Other markers of gonadal steroidogenic cell differentiation such as GATA4 (Fig. 2c), LHR (Fig. 3b), aromatase (Fig. 3c), and inhibin-α (not shown) were co-expressed with cyt b₅ (Fig. 3a) in some of the ferret adrenocortical tumors. Among neoplasms tested for at least four gonadal steroidogenic cell markers, 9 of 9 (100 %) expressed cyt b₅, 6 of 9 (67 %) expressed GATA4, 4 of 9 (44 %) expressed LHR, and 4 of 9 (44 %) expressed inhibin-α. Consistent with the notion that P450c17 is essential for cortisol and androgen biosynthesis, P450c17 immunoreactivity was evident in normal zona fasciculata and zona reticularis cells and in 7 of 9 (78 %) adrenocortical neoplasms (Fig. 3d).

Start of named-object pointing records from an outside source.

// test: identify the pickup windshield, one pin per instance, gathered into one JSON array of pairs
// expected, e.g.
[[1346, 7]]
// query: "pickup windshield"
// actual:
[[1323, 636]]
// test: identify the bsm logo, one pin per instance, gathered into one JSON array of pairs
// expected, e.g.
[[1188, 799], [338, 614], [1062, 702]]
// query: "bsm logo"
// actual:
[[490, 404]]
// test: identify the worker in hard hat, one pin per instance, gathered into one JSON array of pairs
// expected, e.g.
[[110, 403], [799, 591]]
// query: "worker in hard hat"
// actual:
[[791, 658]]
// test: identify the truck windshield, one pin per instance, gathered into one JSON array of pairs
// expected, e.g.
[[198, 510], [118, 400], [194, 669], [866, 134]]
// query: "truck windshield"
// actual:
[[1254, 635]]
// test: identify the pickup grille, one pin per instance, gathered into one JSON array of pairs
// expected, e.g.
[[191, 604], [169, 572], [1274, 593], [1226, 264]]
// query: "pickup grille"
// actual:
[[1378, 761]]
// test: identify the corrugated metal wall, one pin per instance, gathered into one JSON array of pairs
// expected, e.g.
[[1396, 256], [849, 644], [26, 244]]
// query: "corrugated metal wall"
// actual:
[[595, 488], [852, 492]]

In primates, as in ferrets, the expression of cyt b₅ in normal and neoplastic adrenocortical tissue correlates the capacity to produce androgens. The onset of cyt b₅ expression in the human adrenal cortex coincides with increases in circulating levels of adrenal androgens during adrenarche.¹ Similarly, induction of cyt b₅ in the adrenal cortex of female marmosets correlates with the capacity to secrete DHEA.⁹ Elevated levels of cyt b₅ have been reported in adrenocortical adenomas from two patients with high circulating androgen levels.⁴ Conversely, functional human adrenocortical tumors that produce cortisol rather than androgens have been shown to express low levels of cyt b₅.⁴

In theory, other mechanisms besides increased expression of cyt b₅ could contribute to the preferential production of sex steroids by neoplastic adrenocortical cells in neutered ferrets. Elevated LH levels stimulate cAMP production in steroidogenic cells, and cAMP-induced phosphorylation of human P450c17 stimulates its 17,20-lyase activity, whereas dephosphorylation abrogates this activity.¹⁰ In some humans with adrenocortical neoplasms, high circulating levels of DHEA or DHEA-S have been attributed to reduced 3β-hydroxysteroid dehydrogenase (3β-HSD) activity in the tumors (Fig. 1).³ Whether these alternative mechanisms contribute to androgen production in ferret adrenocortical neoplasms awaits further study.